Broccoli Fusion Pancake

Years ago broccoli was a rather unknown vegetable on the Indian table. We Indians know all about the sister counterpart of broccoli, that is the cauliflower, more popularly known as gobi. Every region of India has its own tasty version of gobi, with gobi aloo heading the list. Imagine eating gobi aloo accompanied by a hot elaichi-flavoured moong dal khichdi, washed down with a glass of chilled lassi. Hmmmm, comfort food at its best.

The advent of broccoli in India is quite recent, though India is among the top producers of the vegetable. Its popularity is more in the Chinese food world. This lovely emerald green vegetable is a storehouse of nutrients and is a great antioxidant too. It also does not require too much cooking. Having it sautéed with garlic and seasoning, accompanied by steamed rice, makes for a very healthy and tasty dish.

This vegetable is also very versatile and can blend with other vegetables such as mushrooms, tofu, and young baby corn.
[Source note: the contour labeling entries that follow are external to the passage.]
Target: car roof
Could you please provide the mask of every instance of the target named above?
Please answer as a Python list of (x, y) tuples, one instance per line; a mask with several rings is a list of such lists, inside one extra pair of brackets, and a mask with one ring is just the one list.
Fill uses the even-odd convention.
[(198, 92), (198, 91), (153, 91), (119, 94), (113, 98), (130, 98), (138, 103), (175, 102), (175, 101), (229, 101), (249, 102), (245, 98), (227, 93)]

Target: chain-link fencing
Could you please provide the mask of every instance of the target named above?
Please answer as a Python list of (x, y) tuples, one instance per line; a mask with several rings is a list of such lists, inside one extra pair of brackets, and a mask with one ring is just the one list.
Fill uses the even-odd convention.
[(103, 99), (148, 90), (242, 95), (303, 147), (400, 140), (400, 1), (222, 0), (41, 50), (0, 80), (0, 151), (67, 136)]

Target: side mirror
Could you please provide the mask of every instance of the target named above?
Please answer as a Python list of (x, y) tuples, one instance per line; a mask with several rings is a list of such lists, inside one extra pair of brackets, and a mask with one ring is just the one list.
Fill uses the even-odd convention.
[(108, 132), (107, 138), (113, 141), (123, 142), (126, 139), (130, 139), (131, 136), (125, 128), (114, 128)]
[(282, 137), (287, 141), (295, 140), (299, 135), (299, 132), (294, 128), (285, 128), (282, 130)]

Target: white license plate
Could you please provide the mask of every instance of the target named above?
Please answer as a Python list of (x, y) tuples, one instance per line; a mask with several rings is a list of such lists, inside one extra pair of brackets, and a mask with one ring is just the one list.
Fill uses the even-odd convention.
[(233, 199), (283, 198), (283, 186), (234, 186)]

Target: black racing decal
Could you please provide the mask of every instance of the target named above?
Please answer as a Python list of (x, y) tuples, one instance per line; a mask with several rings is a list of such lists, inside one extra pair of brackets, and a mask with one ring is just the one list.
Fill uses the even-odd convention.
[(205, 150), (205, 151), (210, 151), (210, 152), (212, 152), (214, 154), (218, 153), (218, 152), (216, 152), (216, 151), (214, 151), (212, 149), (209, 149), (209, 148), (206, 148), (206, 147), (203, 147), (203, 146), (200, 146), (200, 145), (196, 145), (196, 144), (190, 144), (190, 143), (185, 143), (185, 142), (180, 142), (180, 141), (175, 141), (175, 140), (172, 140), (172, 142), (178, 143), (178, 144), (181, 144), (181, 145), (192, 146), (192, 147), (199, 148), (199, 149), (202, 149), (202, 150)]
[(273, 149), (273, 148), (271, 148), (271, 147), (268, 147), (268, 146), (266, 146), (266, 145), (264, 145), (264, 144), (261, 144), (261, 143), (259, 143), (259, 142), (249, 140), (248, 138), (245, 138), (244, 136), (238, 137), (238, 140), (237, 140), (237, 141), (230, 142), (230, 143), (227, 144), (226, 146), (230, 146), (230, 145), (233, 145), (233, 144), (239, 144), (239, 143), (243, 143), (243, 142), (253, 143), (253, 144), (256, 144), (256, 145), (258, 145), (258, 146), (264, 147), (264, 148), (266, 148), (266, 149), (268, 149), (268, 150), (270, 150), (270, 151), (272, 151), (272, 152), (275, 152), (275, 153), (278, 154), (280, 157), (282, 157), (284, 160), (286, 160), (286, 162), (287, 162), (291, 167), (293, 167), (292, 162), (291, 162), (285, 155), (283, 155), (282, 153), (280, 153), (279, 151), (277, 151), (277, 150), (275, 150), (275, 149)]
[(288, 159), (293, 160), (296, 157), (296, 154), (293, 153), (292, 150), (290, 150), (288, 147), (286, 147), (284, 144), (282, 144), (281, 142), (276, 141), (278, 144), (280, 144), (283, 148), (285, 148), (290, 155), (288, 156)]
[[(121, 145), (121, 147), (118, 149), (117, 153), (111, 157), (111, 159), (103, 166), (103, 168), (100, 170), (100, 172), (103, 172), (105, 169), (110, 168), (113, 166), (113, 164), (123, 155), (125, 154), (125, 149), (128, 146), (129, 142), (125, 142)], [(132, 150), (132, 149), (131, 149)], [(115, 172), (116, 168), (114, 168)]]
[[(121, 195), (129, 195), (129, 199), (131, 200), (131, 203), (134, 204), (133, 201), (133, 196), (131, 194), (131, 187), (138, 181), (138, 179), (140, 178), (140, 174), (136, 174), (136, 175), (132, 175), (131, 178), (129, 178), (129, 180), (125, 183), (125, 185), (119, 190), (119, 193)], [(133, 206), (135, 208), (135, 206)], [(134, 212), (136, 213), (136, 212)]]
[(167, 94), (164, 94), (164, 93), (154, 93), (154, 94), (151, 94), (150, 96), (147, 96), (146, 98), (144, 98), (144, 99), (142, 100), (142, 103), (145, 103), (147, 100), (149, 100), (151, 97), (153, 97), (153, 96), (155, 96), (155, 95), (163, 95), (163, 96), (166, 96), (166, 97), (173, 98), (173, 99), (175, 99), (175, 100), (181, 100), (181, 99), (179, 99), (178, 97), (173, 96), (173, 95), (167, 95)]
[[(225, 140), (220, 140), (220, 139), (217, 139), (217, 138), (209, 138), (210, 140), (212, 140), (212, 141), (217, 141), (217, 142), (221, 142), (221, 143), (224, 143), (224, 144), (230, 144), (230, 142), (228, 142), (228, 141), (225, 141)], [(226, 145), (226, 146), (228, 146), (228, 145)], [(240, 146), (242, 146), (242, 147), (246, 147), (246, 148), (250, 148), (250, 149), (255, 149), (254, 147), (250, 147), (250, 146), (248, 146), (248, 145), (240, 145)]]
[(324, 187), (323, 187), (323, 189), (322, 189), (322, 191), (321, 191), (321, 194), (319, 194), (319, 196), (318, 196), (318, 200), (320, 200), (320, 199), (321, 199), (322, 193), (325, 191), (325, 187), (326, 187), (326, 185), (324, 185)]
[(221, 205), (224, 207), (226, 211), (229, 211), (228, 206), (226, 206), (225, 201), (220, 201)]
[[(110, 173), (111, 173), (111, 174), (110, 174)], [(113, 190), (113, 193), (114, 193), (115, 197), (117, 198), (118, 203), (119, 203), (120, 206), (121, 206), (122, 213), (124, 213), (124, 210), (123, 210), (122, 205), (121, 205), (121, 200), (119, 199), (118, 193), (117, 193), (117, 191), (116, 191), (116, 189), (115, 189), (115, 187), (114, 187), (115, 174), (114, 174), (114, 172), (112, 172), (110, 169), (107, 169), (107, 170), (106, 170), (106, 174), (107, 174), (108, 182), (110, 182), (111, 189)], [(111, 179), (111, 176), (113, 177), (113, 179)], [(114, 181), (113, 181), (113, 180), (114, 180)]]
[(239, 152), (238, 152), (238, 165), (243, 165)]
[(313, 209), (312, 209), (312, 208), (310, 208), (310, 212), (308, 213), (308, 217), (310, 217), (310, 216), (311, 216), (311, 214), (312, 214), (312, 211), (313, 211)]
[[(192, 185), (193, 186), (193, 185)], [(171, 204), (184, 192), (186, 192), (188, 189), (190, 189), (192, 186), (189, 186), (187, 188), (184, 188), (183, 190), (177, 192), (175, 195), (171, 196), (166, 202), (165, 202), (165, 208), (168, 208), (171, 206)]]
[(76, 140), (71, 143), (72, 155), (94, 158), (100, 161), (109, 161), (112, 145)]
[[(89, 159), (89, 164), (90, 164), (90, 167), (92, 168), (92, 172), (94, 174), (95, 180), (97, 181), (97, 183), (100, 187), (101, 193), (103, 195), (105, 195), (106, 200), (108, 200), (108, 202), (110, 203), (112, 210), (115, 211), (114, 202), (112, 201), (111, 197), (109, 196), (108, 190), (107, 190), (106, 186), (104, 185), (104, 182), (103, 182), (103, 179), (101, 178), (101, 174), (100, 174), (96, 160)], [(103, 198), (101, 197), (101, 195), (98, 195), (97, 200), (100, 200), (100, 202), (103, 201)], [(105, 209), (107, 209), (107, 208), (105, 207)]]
It is also very delicious with a cheddar cheese sauce poured over it and gratinated until golden. I have used broccoli in various ways at home, right from a broccoli tikki up to a broccoli pancake. Today I will share with you a very simple pancake made with semolina and broccoli. This pancake is a great evening snack, or it can even be had for breakfast. It is made in a jiffy and can be prepared beforehand and reheated before serving. I normally serve this with a coconut chutney. Do try it.


Broccoli Pancake

For the Pancakes

  • 1 cup sooji (semolina)
  • 1 cup sour curd (yogurt)
  • 1 cup cold water
  • 1 tsp Eno fruit salt

Method

  • Mix together the sooji, yogurt, and cold water till smooth. Keep aside for half an hour.
  • Mix it gently once again and add more water if it is too dry.
  • Now add the broccoli mixture and mix gently. The consistency should be medium, not watery.
  • Finally, add the Eno and pour 1 tbsp of water over it. It will froth immediately. Mix gently.
  • Drop spoonfuls of this batter onto a greased non-stick pan. When lightly browned on the underside, flip to cook on the other side. Pour a little oil while cooking on both sides.
  • You should get a pancake which is crisp on the outside and soft inside.
  • Serve hot with coconut chutney.

For the Broccoli Mixture

  • 1 cup finely chopped broccoli
  • 1 tsp cumin seeds
  • 1 tsp mustard seeds
  • 10 finely chopped curry leaves
  • 2 or 3 green chillies, sliced into thin rings
  • Salt to taste

Method

  • Heat 1 tbsp oil in a pan. Add the mustard seeds followed by the cumin seeds.
  • Add the green chillies and broccoli and sauté for about 5 minutes.
  • Add salt to taste, remove from heat, cool, and add this mixture to the sooji batter.